3.6 million have lost unemployment insurance, Democrats say

More than 3.6 million people have lost unemployment insurance benefits through September, according to a new report from House Democrats who want to renew the insurance program that Congress let expire in December.

Sander Levin of Michigan, the ranking Democrat on the House Ways and Means Committee responsible for the report, said that extending benefits for workers unemployed for 27 weeks or longer “should be part of the nation’s effort toward continued economic recovery.”

Since the federal emergency program extending unemployment benefits for those out of work expired in December, the report finds, more than 3.6 million people through September either lost their benefits or did not get benefits they would have received if the program had been reauthorized.

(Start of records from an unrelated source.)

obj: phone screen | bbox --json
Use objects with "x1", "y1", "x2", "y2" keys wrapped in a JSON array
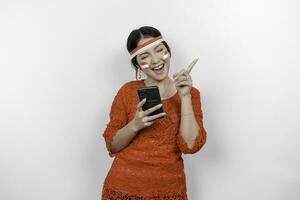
[{"x1": 137, "y1": 86, "x2": 164, "y2": 117}]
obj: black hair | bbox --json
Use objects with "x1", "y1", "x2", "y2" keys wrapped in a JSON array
[{"x1": 127, "y1": 26, "x2": 171, "y2": 69}]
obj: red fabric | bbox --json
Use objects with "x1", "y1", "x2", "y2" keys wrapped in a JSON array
[{"x1": 102, "y1": 80, "x2": 206, "y2": 200}]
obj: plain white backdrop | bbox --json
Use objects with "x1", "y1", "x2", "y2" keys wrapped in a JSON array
[{"x1": 0, "y1": 0, "x2": 300, "y2": 200}]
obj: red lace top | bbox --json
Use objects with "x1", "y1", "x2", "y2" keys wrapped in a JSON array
[{"x1": 102, "y1": 80, "x2": 206, "y2": 200}]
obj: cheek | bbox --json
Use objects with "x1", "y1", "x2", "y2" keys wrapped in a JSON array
[{"x1": 162, "y1": 52, "x2": 170, "y2": 60}]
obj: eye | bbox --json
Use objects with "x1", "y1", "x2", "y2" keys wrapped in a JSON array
[{"x1": 141, "y1": 55, "x2": 148, "y2": 60}]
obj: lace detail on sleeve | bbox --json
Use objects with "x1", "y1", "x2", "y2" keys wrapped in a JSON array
[
  {"x1": 177, "y1": 88, "x2": 206, "y2": 154},
  {"x1": 102, "y1": 83, "x2": 128, "y2": 157},
  {"x1": 102, "y1": 188, "x2": 187, "y2": 200}
]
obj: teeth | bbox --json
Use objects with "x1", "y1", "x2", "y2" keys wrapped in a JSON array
[{"x1": 153, "y1": 65, "x2": 163, "y2": 70}]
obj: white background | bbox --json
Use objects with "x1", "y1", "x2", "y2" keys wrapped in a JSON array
[{"x1": 0, "y1": 0, "x2": 300, "y2": 200}]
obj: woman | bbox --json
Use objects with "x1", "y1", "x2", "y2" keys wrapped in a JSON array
[{"x1": 102, "y1": 26, "x2": 206, "y2": 200}]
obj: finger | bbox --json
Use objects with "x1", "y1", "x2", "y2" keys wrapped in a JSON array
[
  {"x1": 175, "y1": 76, "x2": 188, "y2": 83},
  {"x1": 144, "y1": 104, "x2": 162, "y2": 116},
  {"x1": 145, "y1": 121, "x2": 154, "y2": 126},
  {"x1": 148, "y1": 112, "x2": 167, "y2": 121},
  {"x1": 174, "y1": 69, "x2": 185, "y2": 80},
  {"x1": 186, "y1": 58, "x2": 199, "y2": 74},
  {"x1": 137, "y1": 98, "x2": 146, "y2": 111},
  {"x1": 173, "y1": 73, "x2": 178, "y2": 79}
]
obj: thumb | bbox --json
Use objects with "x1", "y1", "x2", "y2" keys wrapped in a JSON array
[{"x1": 173, "y1": 73, "x2": 178, "y2": 78}]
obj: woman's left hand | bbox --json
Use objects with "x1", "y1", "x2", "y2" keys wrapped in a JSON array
[
  {"x1": 173, "y1": 69, "x2": 193, "y2": 98},
  {"x1": 173, "y1": 58, "x2": 198, "y2": 98}
]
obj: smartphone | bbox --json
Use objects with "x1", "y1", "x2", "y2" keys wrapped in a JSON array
[{"x1": 137, "y1": 86, "x2": 164, "y2": 118}]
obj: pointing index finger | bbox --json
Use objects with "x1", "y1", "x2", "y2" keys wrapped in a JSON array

That is a larger number than the current amount of long-term unemployed, which had fallen to 3 million in August from 3.9 million in December, according to the Bureau of Labor Statistics. Many long-term unemployed workers have gained jobs or dropped out of the official workforce.

The report called for Congress to renew the benefits to boost the economy, citing a December report from the Congressional Budget Office that estimated that doing so would create 200,000 jobs, among other studies.

But efforts to re-up the insurance program have failed in the Republican House. As the unemployment rate has plummeted over the year, bringing down long-term unemployment with it, pressure to renew benefits has eased.